Convert Excel Multiline data to a Usable Data Set
Alan Z sent in this week's Excel problem. His MIS department gives him a file generated from an old COBOL report. After opening the file in Excel, he has 2500 lines of this:
CustLastName | CustFirstName | CustMiddle | CustAddress | CustCity |CustState | CustZip Useless LINE1 Useless LINE2 CustLastName | CustFirstName | CustMiddle | CustAddress | CustCity |CustState | CustZip Useless LINE1 Useless LINE2
Alan wants to get this ASCII report into a useful format: one line per customer, with State and Zip appended to the rest of the information. He also wants to zap the 2 useless lines. Obviously, we don't want to manually do all of this. Here is one way to quickly deal with the mess.
With the formulas
- Insert two blank columns to the left of the data.
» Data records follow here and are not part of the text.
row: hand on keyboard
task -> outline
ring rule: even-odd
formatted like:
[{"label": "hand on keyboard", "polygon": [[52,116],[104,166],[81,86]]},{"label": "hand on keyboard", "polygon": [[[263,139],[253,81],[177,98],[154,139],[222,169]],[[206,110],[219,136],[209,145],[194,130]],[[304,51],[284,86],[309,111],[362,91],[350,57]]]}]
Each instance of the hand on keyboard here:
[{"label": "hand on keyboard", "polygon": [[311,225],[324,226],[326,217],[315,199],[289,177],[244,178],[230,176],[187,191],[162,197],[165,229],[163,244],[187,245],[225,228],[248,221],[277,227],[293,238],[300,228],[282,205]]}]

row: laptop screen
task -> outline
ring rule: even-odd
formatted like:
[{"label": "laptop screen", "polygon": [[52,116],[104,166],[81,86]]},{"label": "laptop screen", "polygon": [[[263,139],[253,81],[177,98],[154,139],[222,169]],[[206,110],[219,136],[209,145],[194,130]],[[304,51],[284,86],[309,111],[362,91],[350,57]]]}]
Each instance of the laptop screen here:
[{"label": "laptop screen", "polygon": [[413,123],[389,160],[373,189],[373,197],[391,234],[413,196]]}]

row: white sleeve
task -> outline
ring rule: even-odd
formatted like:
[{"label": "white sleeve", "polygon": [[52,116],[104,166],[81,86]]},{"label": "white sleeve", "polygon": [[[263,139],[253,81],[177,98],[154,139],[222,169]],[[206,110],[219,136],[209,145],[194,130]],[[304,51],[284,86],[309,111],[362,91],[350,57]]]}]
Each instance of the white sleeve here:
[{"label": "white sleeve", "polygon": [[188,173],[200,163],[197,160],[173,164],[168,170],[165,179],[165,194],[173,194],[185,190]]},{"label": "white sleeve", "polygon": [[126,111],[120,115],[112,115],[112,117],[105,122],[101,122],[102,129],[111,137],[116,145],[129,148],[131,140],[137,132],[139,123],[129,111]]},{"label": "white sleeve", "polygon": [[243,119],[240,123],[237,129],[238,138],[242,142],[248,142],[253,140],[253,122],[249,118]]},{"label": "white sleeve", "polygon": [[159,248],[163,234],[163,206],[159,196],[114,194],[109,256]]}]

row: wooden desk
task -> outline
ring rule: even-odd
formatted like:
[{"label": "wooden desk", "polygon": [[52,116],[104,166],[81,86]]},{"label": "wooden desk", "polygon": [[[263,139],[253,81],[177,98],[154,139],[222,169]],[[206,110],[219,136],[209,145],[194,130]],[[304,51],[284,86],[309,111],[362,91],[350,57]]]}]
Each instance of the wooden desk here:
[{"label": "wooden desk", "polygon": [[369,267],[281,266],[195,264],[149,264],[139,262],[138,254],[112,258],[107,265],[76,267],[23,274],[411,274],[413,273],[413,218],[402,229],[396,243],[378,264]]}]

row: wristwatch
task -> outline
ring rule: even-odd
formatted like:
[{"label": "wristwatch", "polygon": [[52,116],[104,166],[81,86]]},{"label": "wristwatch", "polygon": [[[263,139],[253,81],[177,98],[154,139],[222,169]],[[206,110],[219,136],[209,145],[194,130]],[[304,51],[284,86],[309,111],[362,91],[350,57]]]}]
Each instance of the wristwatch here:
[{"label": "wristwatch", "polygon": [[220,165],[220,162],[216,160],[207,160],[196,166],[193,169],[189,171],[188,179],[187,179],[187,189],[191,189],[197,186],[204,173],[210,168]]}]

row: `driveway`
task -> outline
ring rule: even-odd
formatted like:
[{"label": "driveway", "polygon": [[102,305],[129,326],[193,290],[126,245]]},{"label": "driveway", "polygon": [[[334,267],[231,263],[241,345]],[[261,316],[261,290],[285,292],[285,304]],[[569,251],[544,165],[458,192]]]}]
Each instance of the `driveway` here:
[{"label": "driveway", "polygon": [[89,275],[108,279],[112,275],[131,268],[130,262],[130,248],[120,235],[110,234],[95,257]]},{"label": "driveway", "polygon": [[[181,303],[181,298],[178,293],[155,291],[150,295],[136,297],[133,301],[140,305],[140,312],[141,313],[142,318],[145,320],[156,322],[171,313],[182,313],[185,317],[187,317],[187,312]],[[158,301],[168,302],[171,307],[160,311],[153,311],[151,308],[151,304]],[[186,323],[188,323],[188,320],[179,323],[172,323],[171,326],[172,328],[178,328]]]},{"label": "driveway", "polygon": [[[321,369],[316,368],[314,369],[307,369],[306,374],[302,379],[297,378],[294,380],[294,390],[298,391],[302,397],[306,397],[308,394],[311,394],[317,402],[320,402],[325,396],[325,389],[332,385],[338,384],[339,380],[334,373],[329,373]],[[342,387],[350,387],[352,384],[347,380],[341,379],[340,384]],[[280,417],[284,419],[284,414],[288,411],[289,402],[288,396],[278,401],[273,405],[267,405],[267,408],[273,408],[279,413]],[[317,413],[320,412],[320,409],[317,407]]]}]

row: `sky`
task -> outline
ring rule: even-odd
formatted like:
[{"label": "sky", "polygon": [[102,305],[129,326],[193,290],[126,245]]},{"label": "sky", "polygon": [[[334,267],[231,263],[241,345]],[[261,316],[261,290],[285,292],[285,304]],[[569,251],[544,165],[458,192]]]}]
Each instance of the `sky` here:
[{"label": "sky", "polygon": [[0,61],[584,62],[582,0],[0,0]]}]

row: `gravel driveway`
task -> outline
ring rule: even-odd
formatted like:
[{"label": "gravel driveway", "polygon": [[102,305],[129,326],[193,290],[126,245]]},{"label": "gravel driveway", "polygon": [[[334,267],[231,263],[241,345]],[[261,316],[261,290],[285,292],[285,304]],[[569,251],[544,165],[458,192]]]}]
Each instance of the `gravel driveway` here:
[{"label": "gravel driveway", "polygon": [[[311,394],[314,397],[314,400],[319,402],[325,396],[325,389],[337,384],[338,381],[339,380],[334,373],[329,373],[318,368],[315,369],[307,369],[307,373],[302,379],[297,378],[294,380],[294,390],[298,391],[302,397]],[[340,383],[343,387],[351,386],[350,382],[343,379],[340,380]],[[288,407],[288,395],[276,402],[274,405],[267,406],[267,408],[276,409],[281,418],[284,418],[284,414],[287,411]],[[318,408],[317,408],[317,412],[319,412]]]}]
- Add a header row above the data.
- Column A is called "Sequence"
- Column B is called "RowType"
- Column C is called "Data"
- Make all of the headings bold
- Column A is going to be used to assign a number to each logical record in the report. Because this report has 4 physical lines for each logical record, we need each set of 4 lines to have the same logical record number. I usually enter values for the first record and then design formulas for the 2nd record that can be copied down the entire report.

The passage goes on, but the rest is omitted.